Other EVs might develop serious neurological complications similar to polio. There are already two EV, EV-A71 and EV-D68 that has raised serious concerns due to causing paralytic disease in newborns. Thus far the number of children with serious disease from these EV is very limited but a situation with large epidemic outbreaks can not be excluded and surveillance is in place in many countries to quickly identify such situation.

A broad-spectrum antiviral targeting of EV would be invaluable to manage outbreaks of poliovirus or other polio like EV strains.

“EV may be transmitted between animals and human, increasing the risk of serious infections and pandemic transmission”

For two reasons in particular, in the case of EV, a broad-spectrum antiviral drug would be preferable over a common vaccine:

The large number of individual EVs

Given the currently available vaccine technologies, it is impossible to produce a vaccine that targets all EVs. Today, only one or a few individual viruses can be targeted by one vaccine. Thus, many vaccines would be required to achieve general EV protection, whereas a broad-spectrum antiviral is expected to be able to target all EVs.

The high mutation rate of EVs

The significant tendency of EVs to mutate leads to an increased risk that viral surface epitopes, the units recognized by vaccines, will change. Mutation may thus lead to a reduction in efficacy of a vaccine, whereas broad-spectrum host targeting antiviral substances would be expected to remain effective.

Treatments for enterovirus infections

There are currently two types of vaccines approved for EV: polio vaccines and EV-A71 vaccines (currently only approved in China).

There is as yet no antiviral approved for treating EV infections. Current treatment alternatives for managing ongoing infections are supportive treatment aimed at symptom relief and intensive support when needed.

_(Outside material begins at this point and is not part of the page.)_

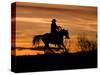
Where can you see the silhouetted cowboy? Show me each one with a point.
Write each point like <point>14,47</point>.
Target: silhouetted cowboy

“A broad-spectrum antiviral drug would be preferable over a common vaccine”

Several EV antiviral drugs have been evaluated in clinical trials over the years. Most of these drugs have been so-called Direct Acting Antivirals (DAA) that were designed to target the EV directly. These substances have a relatively narrow antiviral spectrum and often a low threshold for developing viral resistance. In addition to DAA, single so-called Host-Targeting Antivirals (HTA), designed to target host mechanisms that are important for the virus life-cycle, have also been evaluated.

One advantage of HTAs when it comes to treating EVs, is due to the fact that EV consists of a large group of viruses. Because of this, the effectiveness of DAA drugs on different EVs varies greatly, even when there are only very small differences between the various EVs. This is where HTAs have an advantage, in that they target a functional host protein used by all EVs. Such an HTA drug is therefore expected to be effective against all EV. Further, since host cells do not mutate to the same extent as viruses, the risk of developing viral resistance following treatment with HTAs is lower. Theoretically, safety is one potential drawback of HTAs compared to DAAs. However, this risk is not greater than for other substances that act on human cell targets.

Curovir’s selected EV antiviral, CUR-N399, is an HTA is scheduled to complete the first phase I clinical trial phase in Q1 of 2022. In addition, several EV vaccines and a two EV HTAs similar to CUR-N399 are currently in early clinical development.